Transport Minister Michael McCormack said the study was part of a new information campaign, funded under the National Heavy Vehicle Regulator's Heavy Vehicle Safety Initiative.

"The co-exist campaign is a road safety initiative of the Caravan Industry Association of Australia designed to inform and educate campers about interacting with trucks safely while on the road," he explained.

"It highlights the importance of ensuring our truck drivers can manage their fatigue and legal responsibilities, with a particular focus on truck rest stops and improved communication."

Mr McCormack said sharing roads and rest facilities by the two major groups was "critical" to keep everyone safe.

Assistant Minister for Road Safety and Freight Transport Scott Buchholz has encouraged all caravanners to visit the Co-exist website before hitting the road.

"Jump online, have a read and pass it on to friends because more informed and responsible drivers will contribute to safer roads and less accidents," he said.

"I urge caravanners to take advantage of the great facilities at camping grounds and caravan parks and give truck drivers the space to stop at roadside rest areas to ensure they have their proper break."

The Caravan Industry Association of Australia's research of 554 caravaners or RV drivers who had used a rest stop in the past 12 months also showed that:

* 60 percent had used a rest stop more than once.
* More than three-quarters made the decision to use a rest stop when their trip was underway.
* More than a quarter spent more than nine hours at the rest stop.

Chief executive Stuart Lamont said all road users had equal responsibility for road safety.

"Caravan and RV users value safety so this information will help them to understand how to share the road with heavy vehicles, particularly in understanding how such a large vehicle behaves," he said.

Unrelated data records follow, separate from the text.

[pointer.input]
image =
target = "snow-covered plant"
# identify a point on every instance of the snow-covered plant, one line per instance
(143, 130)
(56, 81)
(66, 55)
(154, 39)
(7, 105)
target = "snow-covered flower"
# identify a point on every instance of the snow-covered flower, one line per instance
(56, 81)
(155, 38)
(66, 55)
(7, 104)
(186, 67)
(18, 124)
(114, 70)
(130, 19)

"Our campaign promotes simple information that can reduce frustration, such as the use of UHFs for improved communication between drivers, maintaining speed and road position when being overtaken.

"When stopping for the night make sure youre aware that truck drivers may need to use the dedicated stops to manage their fatigue hours, so plan your stops and use the appropriate areas to park and not use designated truck parking."

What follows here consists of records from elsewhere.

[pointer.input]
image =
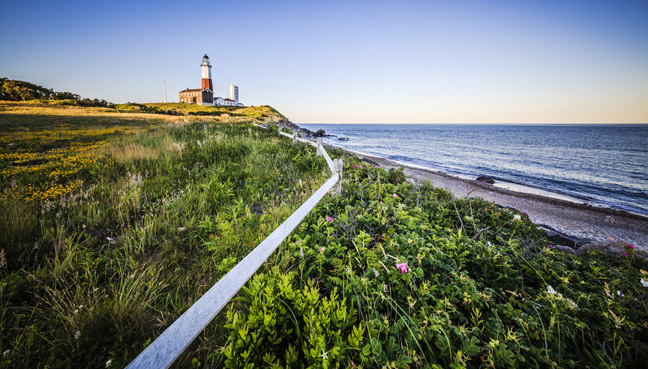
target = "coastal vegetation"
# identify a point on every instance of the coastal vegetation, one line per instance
(115, 220)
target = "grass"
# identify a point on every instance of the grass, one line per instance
(421, 279)
(113, 224)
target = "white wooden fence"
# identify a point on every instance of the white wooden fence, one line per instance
(162, 352)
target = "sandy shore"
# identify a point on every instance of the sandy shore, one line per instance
(580, 222)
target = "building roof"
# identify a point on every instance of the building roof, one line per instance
(195, 90)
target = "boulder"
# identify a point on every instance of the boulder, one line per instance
(565, 249)
(485, 179)
(556, 237)
(616, 246)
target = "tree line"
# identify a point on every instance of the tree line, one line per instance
(14, 90)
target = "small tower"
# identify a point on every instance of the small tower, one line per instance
(234, 93)
(206, 74)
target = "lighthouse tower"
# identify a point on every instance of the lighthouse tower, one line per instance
(206, 74)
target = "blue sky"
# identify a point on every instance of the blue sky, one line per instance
(348, 61)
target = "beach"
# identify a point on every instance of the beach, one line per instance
(579, 222)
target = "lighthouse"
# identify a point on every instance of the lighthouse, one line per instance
(206, 74)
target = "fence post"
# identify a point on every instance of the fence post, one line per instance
(339, 164)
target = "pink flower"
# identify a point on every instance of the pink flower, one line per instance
(402, 267)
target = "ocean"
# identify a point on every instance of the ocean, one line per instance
(601, 165)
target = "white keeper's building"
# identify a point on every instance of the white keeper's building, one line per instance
(205, 94)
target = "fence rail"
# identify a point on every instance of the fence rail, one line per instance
(162, 352)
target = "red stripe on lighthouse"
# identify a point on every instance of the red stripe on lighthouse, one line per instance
(206, 83)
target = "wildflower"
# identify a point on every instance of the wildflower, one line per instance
(644, 282)
(402, 267)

National Heavy Vehicle Regulator chief executive Sal Petroccitto said the partnership between the Caravan Industry Association of Australia and the heavy vehicle industry would save lives.

"Long haul heavy vehicle drivers are often managing fatigue and getting good quality rest is critical to keeping all road users safe," he said.

"Im pleased that weve been able to work with the caravan industry on ways to reduce risk for holidaymakers and supporting our truckies who keep Australia moving."